Evan cleared his throat rather loudly. “So, maybe I should be the one to accompany you this weekend,” he said with a teasing leer, reaching for Kim again.
Emma and Lynette laughed as she dodged him, and Kim was satisfied that her unexpected move had derailed their sudden speculation about whether she was a little too attracted to Tate.
What might have been a slight frown on Tate’s face smoothed quickly into a grin. “Too late, pal. My bag’s already in the car. Speaking of which, shouldn’t we be on the road, Kim? And don’t the rest of you guys have to get back to work?”
Emma glanced at her watch. “We do, actually. Have fun, you two—and remember, we’re going to want to hear all the details.”
Lynette turned toward her brother. “Do you want to put the baby in her seat? It would be good practice for you.”

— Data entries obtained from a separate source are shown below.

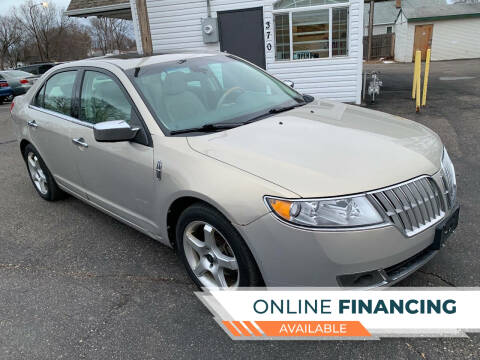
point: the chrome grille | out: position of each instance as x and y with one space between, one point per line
412 206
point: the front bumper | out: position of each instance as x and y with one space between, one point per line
289 256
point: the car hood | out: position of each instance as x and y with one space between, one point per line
327 149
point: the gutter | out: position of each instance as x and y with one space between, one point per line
98 9
445 17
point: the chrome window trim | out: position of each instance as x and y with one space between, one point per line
61 116
387 222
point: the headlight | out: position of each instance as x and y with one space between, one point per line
328 213
449 176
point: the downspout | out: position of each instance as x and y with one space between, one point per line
209 10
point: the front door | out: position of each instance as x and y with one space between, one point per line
117 176
423 39
241 34
50 124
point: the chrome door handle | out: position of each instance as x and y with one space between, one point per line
80 141
32 123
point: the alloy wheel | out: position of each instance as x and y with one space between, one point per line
38 175
210 256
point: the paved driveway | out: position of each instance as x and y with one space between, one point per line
74 283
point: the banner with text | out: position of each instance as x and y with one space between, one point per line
321 314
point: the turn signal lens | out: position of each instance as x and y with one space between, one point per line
281 207
344 212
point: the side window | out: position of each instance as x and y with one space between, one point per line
103 100
59 92
38 101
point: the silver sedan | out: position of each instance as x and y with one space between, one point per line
250 181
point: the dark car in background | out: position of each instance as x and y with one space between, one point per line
19 81
6 92
38 69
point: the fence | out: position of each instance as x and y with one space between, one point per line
382 46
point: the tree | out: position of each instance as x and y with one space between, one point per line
10 38
41 23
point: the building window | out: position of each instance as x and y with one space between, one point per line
310 29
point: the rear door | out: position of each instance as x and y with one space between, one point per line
50 123
241 34
117 176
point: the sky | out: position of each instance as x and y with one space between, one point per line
5 5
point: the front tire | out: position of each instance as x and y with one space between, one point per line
42 179
212 250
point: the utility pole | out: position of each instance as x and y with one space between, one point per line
45 5
370 29
144 26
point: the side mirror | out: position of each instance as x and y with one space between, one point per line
308 98
111 131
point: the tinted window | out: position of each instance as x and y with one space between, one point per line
38 101
210 89
17 74
103 99
43 69
58 92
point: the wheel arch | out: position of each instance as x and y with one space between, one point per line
177 207
23 145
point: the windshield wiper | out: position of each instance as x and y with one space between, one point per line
225 125
207 128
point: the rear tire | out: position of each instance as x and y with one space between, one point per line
212 250
42 179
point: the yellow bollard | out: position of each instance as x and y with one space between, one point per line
425 78
414 82
418 70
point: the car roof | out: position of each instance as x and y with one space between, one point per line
133 60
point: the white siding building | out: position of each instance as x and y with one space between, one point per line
317 44
450 31
384 16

Tate held up both hands and backed off. “No. I said I’m not using Daryn to help me win this bet. You know babies scare me. If Kim needs my help with anything, she only has to ask, but Daryn isn’t a prop for me to rehearse with.”
Kim appreciated several things about Tate’s words, most especially the fact that he’d used Daryn’s name, rather than calling her “the kid,” as Evan was prone to do. She stepped forward to take her daughter from Lynette. Adorable in a red-and-white gingham-checked romper, with a red-and-white stretchy headband festooned with a white fabric daisy circling her fine, light brown hair, Daryn kicked and babbled, enjoying the attention. She gave Kim a slobbery, two-toothed grin and, as always, Kim’s heart melted. She’d made quite a few mistakes in her life, but she would never classify Daryn in that way. A surprise, yes, but never a mistake.
Kim fastened Daryn securely into her rear-facing car seat, then handed her the soft, stuffed monkey that accompanied the child everywhere. Settling in contentedly, Daryn kicked her feet and waved the toy enthusiastically to elicit jingly chimes from the bells inside. Kim was used to the sound, but she wasn’t sure how Tate would feel about listening to it for the next four-plus hours. Fortunately, Daryn tended to sleep during car rides, so the jingling would be sporadic.
“Would you like me to drive?” Tate offered, nodding toward the driver’s door of her car. “That would free you to take care of the baby.”